Interior’s Minerals Management Service (MMS) administers offshore oil and gas sales in federal waters, while the Department of Homeland Security administers the U.S. Coast Guard, which issues permits for offshore LNG facilities.
“As national associations representing those on the leading edge of geoscience evaluation, exploration, development and production to provide natural gas and oil from the Outer Continental Shelf of the Gulf of Mexico, we and our members understand the need for imported LNG to complement domestic supplies of natural gas. We also support building the infrastructure to provide needed imports,” the four industry groups said.
But “what we do not support and will actively oppose is any process that allows LNG proponents to receive lease tract sale withdrawals, stipulations or other restrictions without full disclosure of what is being requested, and an opportunity to comment [publicly] on such requests and have our comments fully considered in advance of decisions related to them,” they said.
Absent full disclosure and the ability to publicly comment, “our members may see millions of dollars of pre-lease sale seismic and other geoscience investment and evaluation wasted.” Moreover, “a single withdrawn tract could put billions of cubic feet of natural gas resources off limits — in areas not otherwise subject to statutory or administrative moratoria,” the groups wrote.
Citing MMS as the source, the IPAA reported two leases were withdrawn from a recent Gulf of Mexico lease sale to make room for an LNG terminal off the coast of Louisiana.

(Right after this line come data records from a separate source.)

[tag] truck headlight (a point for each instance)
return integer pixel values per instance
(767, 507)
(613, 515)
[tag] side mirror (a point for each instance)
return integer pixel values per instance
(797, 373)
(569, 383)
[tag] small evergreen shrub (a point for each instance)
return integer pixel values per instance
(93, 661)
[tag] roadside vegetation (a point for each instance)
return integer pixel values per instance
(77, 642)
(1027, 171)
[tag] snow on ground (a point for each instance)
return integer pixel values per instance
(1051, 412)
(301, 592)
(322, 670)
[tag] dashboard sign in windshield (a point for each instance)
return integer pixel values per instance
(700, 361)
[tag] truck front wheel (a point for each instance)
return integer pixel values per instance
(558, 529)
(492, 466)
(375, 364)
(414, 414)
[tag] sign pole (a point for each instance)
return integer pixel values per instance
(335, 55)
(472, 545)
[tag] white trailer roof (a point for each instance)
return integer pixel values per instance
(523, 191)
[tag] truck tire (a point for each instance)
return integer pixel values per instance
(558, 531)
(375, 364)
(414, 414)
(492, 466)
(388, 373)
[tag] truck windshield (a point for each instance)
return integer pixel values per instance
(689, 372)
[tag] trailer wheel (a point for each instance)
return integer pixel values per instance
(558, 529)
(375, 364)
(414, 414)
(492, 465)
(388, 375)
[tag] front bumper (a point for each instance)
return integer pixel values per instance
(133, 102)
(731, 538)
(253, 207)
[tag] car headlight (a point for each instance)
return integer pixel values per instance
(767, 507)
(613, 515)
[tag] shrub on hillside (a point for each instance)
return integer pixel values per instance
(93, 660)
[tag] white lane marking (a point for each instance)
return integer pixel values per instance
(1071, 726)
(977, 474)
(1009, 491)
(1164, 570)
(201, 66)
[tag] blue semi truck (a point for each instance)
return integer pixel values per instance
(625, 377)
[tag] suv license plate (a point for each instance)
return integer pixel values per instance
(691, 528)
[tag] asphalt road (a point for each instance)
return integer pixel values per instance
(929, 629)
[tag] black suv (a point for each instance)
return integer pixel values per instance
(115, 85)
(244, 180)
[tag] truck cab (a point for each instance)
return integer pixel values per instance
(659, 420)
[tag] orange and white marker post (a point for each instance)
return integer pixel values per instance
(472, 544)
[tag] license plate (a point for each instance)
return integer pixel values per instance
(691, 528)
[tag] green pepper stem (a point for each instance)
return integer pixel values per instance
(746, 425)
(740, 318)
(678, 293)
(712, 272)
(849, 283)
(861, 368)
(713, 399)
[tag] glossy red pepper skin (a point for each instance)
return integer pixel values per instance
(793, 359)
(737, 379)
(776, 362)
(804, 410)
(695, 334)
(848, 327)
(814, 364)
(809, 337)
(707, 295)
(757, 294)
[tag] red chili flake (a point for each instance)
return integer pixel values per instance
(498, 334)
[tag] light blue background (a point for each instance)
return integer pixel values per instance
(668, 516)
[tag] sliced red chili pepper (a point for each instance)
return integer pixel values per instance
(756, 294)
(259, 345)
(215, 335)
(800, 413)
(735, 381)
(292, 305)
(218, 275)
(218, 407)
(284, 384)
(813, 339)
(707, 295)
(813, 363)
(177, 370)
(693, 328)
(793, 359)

“We have some concern that this is going to be a continuing problem,” said Dan Naatz, IPAA’s director of federal resources. He noted that IPAA and the others have met already with MMS to discuss the issue, and are trying to set up a meeting with the Coast Guard. The groups want to make sure that offshore leases aren’t pulled from future sales without first being “fully considered and vetted.”
Neither Norton nor Ridge have responded to the letters yet, according to Naatz.